The Two Table Tangle

We won the prize for bad restaurant customers tonight. It was not intentional, honestly. It just sort of happened.

The parking lot was crowded, so Honey dropped me off at the door while he looked for a parking space. He thought I could give our name to the hostess and the wait would not be as long. Good idea, except for one thing, there was no wait. So, as soon as I arrived they sped me to a table for two.

I looked at the menu and decided what I wanted. Eventually the waitress came. She looked at the two menus. "Are you waiting for someone?" She asked. "Yes, he is parking the car." I explained. "Would you like something to drink while you wait?" So, I ordered a beverage -- still no sign of Honey. Where is he parking anyhow, on the moon?

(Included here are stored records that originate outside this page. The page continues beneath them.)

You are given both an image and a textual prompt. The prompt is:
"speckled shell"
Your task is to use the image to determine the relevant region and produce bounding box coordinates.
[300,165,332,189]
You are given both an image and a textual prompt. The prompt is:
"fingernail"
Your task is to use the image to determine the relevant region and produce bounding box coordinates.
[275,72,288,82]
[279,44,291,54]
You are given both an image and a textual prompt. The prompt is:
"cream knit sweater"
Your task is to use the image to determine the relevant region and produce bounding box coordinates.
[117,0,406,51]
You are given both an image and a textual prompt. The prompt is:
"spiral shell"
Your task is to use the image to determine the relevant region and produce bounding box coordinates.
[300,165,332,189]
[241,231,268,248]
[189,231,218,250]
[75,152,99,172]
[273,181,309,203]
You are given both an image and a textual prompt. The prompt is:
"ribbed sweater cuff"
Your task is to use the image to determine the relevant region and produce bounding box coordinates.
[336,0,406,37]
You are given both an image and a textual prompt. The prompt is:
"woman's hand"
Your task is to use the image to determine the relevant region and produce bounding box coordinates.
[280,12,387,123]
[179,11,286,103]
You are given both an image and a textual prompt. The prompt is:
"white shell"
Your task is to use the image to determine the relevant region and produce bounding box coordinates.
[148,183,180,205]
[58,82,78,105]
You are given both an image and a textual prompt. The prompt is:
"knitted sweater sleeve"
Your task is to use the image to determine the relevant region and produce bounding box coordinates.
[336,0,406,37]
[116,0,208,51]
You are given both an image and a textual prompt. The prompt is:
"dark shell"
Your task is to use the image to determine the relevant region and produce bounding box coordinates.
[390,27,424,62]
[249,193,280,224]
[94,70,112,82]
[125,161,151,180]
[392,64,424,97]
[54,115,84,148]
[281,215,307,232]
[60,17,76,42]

I looked at the menu and waited some more.

Through the window and could see what appeared to be the car. He must be in the restroom, I thought. The waitress kept gazing my way. I knew she must be thinking that I was keeping a table tied up during a busy time when she could be serving people and making tips.

Finally, I got out my cell phone and sent a text. "Are you going to eat?" I was beginning to get a little irritated. "Hang on," was the reply. What I didn't realize was that I accidentally texted my daughter instead of Honey. Daughter thought I was asking about bringing a "to go" dinner home for her.

I waited and waited and grew more and more irritated. 

I would have left except I had that drink sitting there that hadn't been touched. By the time I got a check and paid it, Honey would probably be ready to eat. 

I stewed and thought murderous thoughts. Finally, I received another text, "I can't find you."

He can't find me? "I'm in the second dining room." I texted. I saw him go walking through and waved, but he didn't see me. I decided to get up from the table and chase him down. When I finally caught up with him, he was sitting at a different table and had ordered a drink. He thought I was in the restroom. 

"Are you going to move, or am I," I asked. He decided to join me at my table. 

The waitress came over, "Are you ready to order?" Yes, we certainly were. I should have left it alone, but I felt compelled to explain to the waitress and whoever was listened what happened. I could tell that she only wanted to take the order for the crazy couple at table 12 and get back to work.

The food arrived and so did a text from my daughter, telling me what she wanted to eat. In a bit the waitress came back with the check. "I want an order to go." I said. "No problem," she replied, and then left. Why did she leave without taking the order?

She is coming back, said Honey, as she sat a paper cup in front of me. I realized she must have misunderstood. "No, I wanted to add another order," I explained. “Oh, I thought you said you wanted a water to go," she said. Water? Order? I can see how that could happen. Anyhow, she took the actual order, we finished eating and she brought the food to go. I'm sure she was looking forward to being rid of us.

"Do you want a dessert, or anything?"

"No, thanks," I replied. "We've caused enough trouble for one night."

"Oh, that is okay," she lied, "a lot of people are much worse." 

As my daughter said later when I told her about it, "Boy, I'll bet they can't wait for you to come back."